This guy, not Groucho.
Sign of the times. Capitalism's flaws have become so manifest, the suffering so widespread, that a corporate publication is praising Marx.
With the global economy in a protracted crisis, and workers around the world burdened by joblessness, debt and stagnant incomes, Marx’s biting critique of capitalism — that the system is inherently unjust and self-destructive — cannot be so easily dismissed. Marx theorized that the capitalist system would inevitably impoverish the masses as the world’s wealth became concentrated in the hands of a greedy few, causing economic crises and heightened conflict between the rich and working classes. “Accumulation of wealth at one pole is at the same time accumulation of misery, agony of toil, slavery, ignorance, brutality, mental degradation, at the opposite pole,” Marx wrote.
A growing dossier of evidence suggests that he may have been right.

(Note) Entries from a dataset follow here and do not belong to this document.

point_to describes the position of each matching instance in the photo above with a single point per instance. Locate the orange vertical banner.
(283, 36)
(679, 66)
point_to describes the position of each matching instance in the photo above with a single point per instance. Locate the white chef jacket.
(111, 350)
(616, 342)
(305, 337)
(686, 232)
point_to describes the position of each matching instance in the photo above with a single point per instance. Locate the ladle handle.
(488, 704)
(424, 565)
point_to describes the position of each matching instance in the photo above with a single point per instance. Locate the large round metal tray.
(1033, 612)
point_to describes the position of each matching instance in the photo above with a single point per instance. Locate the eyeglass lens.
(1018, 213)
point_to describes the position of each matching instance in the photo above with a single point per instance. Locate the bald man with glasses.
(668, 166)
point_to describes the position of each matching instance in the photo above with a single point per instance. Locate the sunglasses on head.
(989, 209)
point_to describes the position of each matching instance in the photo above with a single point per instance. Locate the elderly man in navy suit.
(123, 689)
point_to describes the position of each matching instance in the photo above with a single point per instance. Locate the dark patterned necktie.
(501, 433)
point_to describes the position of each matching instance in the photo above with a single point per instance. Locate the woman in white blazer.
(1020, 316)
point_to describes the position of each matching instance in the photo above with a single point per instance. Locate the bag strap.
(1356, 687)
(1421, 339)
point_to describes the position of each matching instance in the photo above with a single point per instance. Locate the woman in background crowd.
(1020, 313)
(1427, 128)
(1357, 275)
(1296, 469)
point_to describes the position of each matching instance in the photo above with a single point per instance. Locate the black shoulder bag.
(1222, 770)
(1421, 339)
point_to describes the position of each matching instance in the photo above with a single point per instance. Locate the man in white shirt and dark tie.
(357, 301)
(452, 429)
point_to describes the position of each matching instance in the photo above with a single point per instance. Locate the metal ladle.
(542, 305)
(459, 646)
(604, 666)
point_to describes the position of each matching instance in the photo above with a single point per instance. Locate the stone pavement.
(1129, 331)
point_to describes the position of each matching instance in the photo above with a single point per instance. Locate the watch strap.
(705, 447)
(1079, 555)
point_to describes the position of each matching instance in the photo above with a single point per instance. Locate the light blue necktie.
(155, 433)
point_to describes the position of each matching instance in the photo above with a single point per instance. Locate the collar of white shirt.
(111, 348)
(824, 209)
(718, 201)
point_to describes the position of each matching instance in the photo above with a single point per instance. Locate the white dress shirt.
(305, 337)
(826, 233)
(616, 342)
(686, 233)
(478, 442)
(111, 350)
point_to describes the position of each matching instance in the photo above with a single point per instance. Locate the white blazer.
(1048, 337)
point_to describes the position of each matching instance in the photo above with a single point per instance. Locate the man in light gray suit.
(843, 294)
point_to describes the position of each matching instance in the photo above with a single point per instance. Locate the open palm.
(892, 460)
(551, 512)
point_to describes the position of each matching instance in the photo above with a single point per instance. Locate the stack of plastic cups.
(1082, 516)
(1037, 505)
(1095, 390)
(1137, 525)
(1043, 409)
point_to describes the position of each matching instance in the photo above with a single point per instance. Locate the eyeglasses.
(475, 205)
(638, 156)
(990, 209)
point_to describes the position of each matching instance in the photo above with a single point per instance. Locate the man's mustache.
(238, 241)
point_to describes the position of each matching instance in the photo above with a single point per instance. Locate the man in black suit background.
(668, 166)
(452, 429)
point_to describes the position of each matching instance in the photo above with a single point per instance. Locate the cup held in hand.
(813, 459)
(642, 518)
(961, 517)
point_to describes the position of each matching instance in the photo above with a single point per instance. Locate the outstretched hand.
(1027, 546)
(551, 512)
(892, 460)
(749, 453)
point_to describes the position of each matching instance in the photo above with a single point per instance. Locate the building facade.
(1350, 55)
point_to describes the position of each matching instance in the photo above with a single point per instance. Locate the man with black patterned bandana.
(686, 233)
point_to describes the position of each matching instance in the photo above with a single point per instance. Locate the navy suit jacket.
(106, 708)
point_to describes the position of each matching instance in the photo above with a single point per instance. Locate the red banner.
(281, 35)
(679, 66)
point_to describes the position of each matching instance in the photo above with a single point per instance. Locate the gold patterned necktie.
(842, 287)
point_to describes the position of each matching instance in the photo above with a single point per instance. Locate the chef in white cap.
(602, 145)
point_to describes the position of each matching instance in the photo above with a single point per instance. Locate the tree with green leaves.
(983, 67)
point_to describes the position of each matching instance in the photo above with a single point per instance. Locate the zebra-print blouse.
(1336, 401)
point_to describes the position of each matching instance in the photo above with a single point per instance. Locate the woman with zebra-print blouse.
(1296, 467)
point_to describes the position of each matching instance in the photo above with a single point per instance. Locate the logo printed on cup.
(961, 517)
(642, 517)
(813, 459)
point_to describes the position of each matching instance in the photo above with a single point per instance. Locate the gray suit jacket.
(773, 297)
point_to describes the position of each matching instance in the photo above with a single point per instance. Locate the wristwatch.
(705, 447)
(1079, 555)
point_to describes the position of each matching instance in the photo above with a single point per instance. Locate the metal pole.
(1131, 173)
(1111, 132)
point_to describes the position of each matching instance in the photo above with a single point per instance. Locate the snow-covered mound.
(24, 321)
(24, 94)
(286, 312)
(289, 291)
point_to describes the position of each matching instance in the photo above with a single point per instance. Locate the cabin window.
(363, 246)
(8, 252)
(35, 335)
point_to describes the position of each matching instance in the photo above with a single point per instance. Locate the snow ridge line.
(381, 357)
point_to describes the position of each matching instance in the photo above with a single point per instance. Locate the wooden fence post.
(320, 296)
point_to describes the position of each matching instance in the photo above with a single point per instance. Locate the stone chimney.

It is sadly all too easy to find statistics that show the rich are getting richer while the middle class and poor are not. A September study from the Economic Policy Institute (EPI) in Washington noted that the median annual earnings of a full-time, male worker in the U.S. in 2011, at $48,202, were smaller than in 1973. Between 1983 and 2010, 74% of the gains in wealth in the U.S. went to the richest 5%, while the bottom 60% suffered a decline, the EPI calculated. No wonder some have given the 19th century German philosopher a second look.
This being Time Magazine, I expected
the author to beat a furious retreat and explain all the ways that Marx was wrong, dangerous, and smelly, and there's a little of that, but to the author's credit, he points out that...
...current economic policy continues to fuel class tensions... Debt-burdened governments in Europe have slashed welfare programs even as joblessness has risen and growth sagged. In most cases, the solution chosen to repair capitalism has been more capitalism. Policymakers in Rome, Madrid and Athens are being pressured by bondholders to dismantle protection for workers and further deregulate domestic markets. Owen Jones, the British author of Chavs: The Demonization of the Working Class, calls this “a class war from above.”
No word in the piece on "class warfare from above" in
the United States, but what do you want from Time/Time Inc/Time Warner?
The author point outs, reasonably, that that "there are few to stand in the way" of the ruling class's war, citing the decline of labor unions. But he doesn't note the bubbling activism on the left (other than to say OWS "fizzled") or the rise of anti-capitalism in Europe, Latin America, and elsewhere or the increasing class consciousness, of which his own piece is an example.
Yet he ends by mentioning a possibility he calls scary and I call the humankind's best hope: that if policy makers don't address poverty and economic inequality, "the workers of the world may just unite. Marx may yet have his revenge."